152. Al respecto, en un primer momento, esta Primera Sala indicó que una interpretación literal de exigencias de este tipo era aparentemente neutra y no reflejaba un conflicto constitucional; sin embargo, se advirtió que para determinar que alguien tiene el carácter de heredero, era necesario el trámite previo de la sucesión (sea judicial o extrajudicial, testamentaria o intestamentaria), así como la asignación del albacea que habría de actuar en representación. Por ende, se estimó que la interpretación literal impactaba en el derecho de acceso a la justicia del promovente (concretamente en su vertiente del derecho de acción), pues el ejercicio de la acción se condicionaba a un procedimiento sucesorio previo en el que se obtuviera la declaración como heredero y la designación del albacea.

153. Identificada esta limitación, para efectos de decidir si el respectivo requisito era o no una exigencia adecuada, se llevó a cabo un examen de proporcionalidad. Así, se precisó que la medida tenía por objeto dotar de certeza a las personas y operadores jurídicos sobre a quién le corresponde el derecho de reclamar la indemnización, lo que se traducía en un fin constitucionalmente válido; esto, porque dar claridad se traduce en una garantía al ejercicio del derecho de acceso a la justicia porque permite saber a quién le corresponde la titularidad de la acción.

154. Continuando con el test, se determinó que la medida era idónea y necesaria, toda vez que al atender a la literalidad de la norma, las personas que se encuentren ante dicho supuesto puedan saber con mayor facilidad quién puede acudir ante los órganos judiciales a plantear este tipo de reclamaciones. No obstante lo anterior, se advirtió que la medida no era proporcional, pues no existía un equilibrio entre el fin buscado (dotar de certeza jurídica respecto de quién tiene el derecho de acción) y la restricción que la interpretación literal genera en el derecho de acción.

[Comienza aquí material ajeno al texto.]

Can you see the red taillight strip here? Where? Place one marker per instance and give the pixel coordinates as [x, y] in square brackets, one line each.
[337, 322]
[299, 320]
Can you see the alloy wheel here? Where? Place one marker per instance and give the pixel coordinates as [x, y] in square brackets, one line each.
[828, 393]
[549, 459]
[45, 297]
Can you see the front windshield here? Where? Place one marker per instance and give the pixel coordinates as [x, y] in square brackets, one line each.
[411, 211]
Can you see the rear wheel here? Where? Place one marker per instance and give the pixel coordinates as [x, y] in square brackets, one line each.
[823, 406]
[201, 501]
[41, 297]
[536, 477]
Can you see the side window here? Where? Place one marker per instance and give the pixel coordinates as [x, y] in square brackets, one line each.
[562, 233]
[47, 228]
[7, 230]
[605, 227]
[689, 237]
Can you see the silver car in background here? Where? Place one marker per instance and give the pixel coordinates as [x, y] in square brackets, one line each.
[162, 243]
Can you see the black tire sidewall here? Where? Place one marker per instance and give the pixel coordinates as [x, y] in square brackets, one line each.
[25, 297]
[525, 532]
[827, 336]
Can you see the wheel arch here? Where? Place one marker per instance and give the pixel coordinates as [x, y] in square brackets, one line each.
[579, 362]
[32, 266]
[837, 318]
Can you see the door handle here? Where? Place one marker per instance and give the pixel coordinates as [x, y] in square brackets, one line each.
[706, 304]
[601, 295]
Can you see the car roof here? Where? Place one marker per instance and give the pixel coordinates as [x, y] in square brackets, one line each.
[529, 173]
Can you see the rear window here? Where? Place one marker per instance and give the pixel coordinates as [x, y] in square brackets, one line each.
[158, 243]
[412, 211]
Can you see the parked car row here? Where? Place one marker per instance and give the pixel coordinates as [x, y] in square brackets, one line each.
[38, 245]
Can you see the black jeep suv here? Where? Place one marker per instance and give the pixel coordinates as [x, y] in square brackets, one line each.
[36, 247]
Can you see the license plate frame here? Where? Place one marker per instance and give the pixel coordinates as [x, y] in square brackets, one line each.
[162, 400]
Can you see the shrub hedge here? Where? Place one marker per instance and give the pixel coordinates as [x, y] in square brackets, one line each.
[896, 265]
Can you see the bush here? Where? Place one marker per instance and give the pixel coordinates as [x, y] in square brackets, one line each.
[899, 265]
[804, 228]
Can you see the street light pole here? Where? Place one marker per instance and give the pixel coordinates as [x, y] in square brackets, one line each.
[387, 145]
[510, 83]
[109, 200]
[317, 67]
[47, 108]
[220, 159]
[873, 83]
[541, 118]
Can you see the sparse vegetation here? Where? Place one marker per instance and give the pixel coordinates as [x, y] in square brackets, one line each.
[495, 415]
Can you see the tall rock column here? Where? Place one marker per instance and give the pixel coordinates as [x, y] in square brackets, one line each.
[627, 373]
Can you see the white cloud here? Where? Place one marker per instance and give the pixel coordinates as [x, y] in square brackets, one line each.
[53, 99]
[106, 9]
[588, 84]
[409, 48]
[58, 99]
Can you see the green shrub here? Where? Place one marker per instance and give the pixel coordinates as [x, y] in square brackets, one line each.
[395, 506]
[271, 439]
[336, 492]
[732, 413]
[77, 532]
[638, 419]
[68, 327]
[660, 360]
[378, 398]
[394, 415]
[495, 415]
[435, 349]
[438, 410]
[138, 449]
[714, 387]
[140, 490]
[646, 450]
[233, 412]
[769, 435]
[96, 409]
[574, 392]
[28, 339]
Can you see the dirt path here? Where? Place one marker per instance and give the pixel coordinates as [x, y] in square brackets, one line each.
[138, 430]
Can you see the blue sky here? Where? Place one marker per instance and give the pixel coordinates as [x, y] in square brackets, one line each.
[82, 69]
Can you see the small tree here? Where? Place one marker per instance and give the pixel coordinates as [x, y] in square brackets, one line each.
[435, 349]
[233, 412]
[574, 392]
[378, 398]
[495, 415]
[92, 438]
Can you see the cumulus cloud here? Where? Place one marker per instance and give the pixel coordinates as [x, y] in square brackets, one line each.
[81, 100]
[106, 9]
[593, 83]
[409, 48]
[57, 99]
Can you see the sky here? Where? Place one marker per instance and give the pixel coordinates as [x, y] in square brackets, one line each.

155. A nuestro juicio, si atendiendo a la interpretación literal de los preceptos, la indemnización por daño material por concepto de responsabilidad civil objetiva derivado de la muerte de una persona corresponde a los herederos de la víctima y por éstos se entiende quienes han sido declarados como tales en los procedimientos sucesorios respectivos, resulta entonces que el derecho de acción se supedita por completo al trámite y desahogo –al menos parcial– de un diverso procedimiento como lo es el sucesorio, con todas las cargas que esto implica y teniendo en cuenta además que los plazos de prescripción de la acción de responsabilidad civil no son tan amplios.

156. En adición, se consideró que la medida arrojaba una restricción desproporcionada al derecho de acceso a la justicia, en su vertiente del derecho de acción, porque el resultado que arroja la interpretación literal no se corresponde con la configuración del derecho a la reparación en estos casos, lo que significa que la restricción analizada no se justifica tampoco desde la perspectiva de la figura indemnizatoria; la explicación de esta afirmación fue porque el derecho a la reparación surge como consecuencia de la muerte de una persona por un supuesto de responsabilidad civil objetiva y no es un derecho que nazca a favor del finado para luego transmitirse mortis causa en favor de sus herederos.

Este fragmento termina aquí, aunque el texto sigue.